Domani: dovrebbe diventare il canale privilegiato per l'accesso dei giovani al mondo del lavoro. Dovrà avere durata minima con l'obbligo di trasformare una parte degli apprendisti in dipendenti a tempo indeterminato.

Partita Iva
Oggi:
è quella aperta dai liberi professionisti che svolgono lavoro autonomo.
Domani
: per disincentivare l'uso di quelle fittizie, la riforma prevede che la partita Iva sia trasformata in collaborazione subordinata qualora si dimostri che il rapporto di lavoro superi i 6 mesi in un anno, valga oltre il 75% dei ricavi del lavoratore, e il lavoratore abbia una postazione presso il committente.

Part-time e collaborazioni - La riforma prevede l'obligo di comunicazione amministrativa del part-time per ogni variazione di orario al fine di limitarne gli abusi.
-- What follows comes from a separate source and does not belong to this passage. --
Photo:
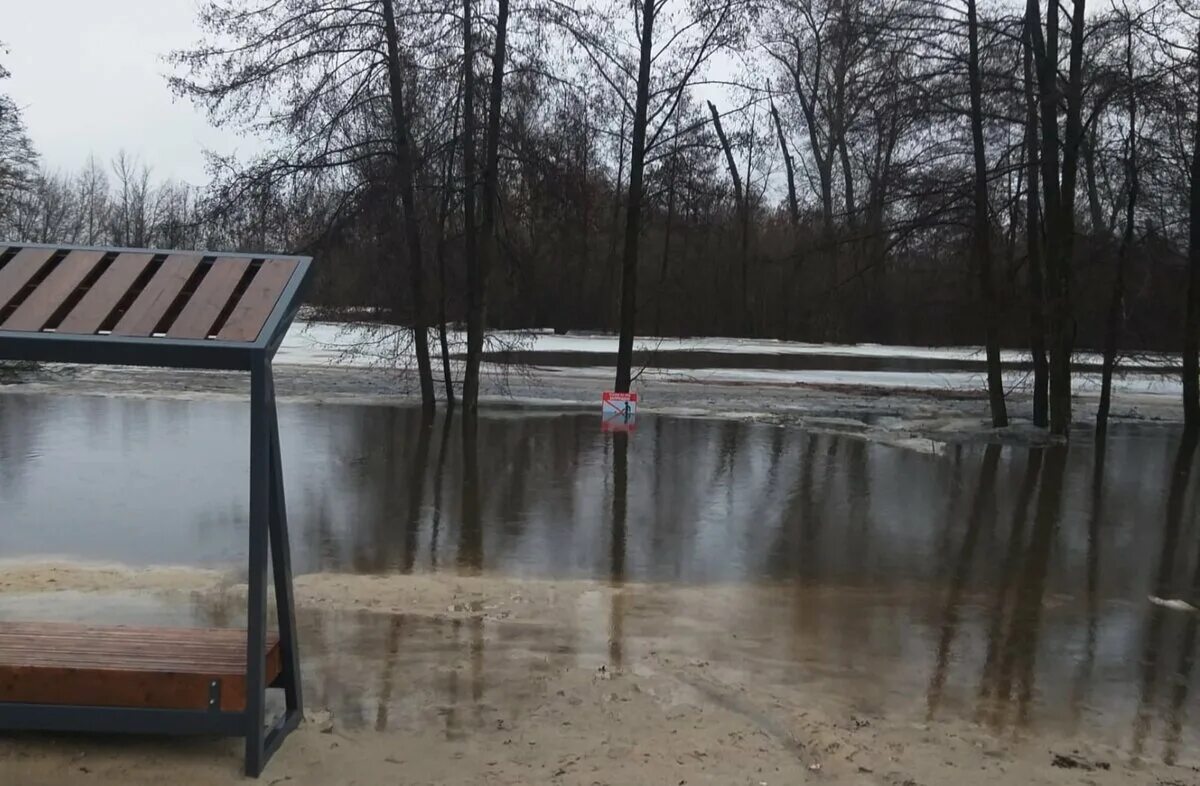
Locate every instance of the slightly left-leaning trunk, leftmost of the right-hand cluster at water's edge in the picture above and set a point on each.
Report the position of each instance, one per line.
(982, 241)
Per i contratti a progetto sarà necessaria una definizione più stringente del progetto e aumenteranno i contributi. Speriscono gli stage non retribuiti così come l'imposizione delle cosiddette dimissioni in bianco.

Modello tedesco
Diversi commentatori parlando del nuovo sistema citano il modello tedesco come modello a cui sarebbe ispirato. Come però nota l'inviato in Italia della televisione Ntv Udo Gumpel (GUARDA IL VIDEO) durante una diretta a SKyTG24, in realtà il sistema usato in Germania è diverso.
Nelle aziende tedesche, infatti, esiste la cogestione: le principali decisioni aziendali, compresi i licenziamenti, vengono infatti presi con l'approvazione dei rappresentati dei lavoratori. In caso di licenziamento, anche economico, inoltre, in Germania ci si può appellare al giudice che può predisporre il reintegro.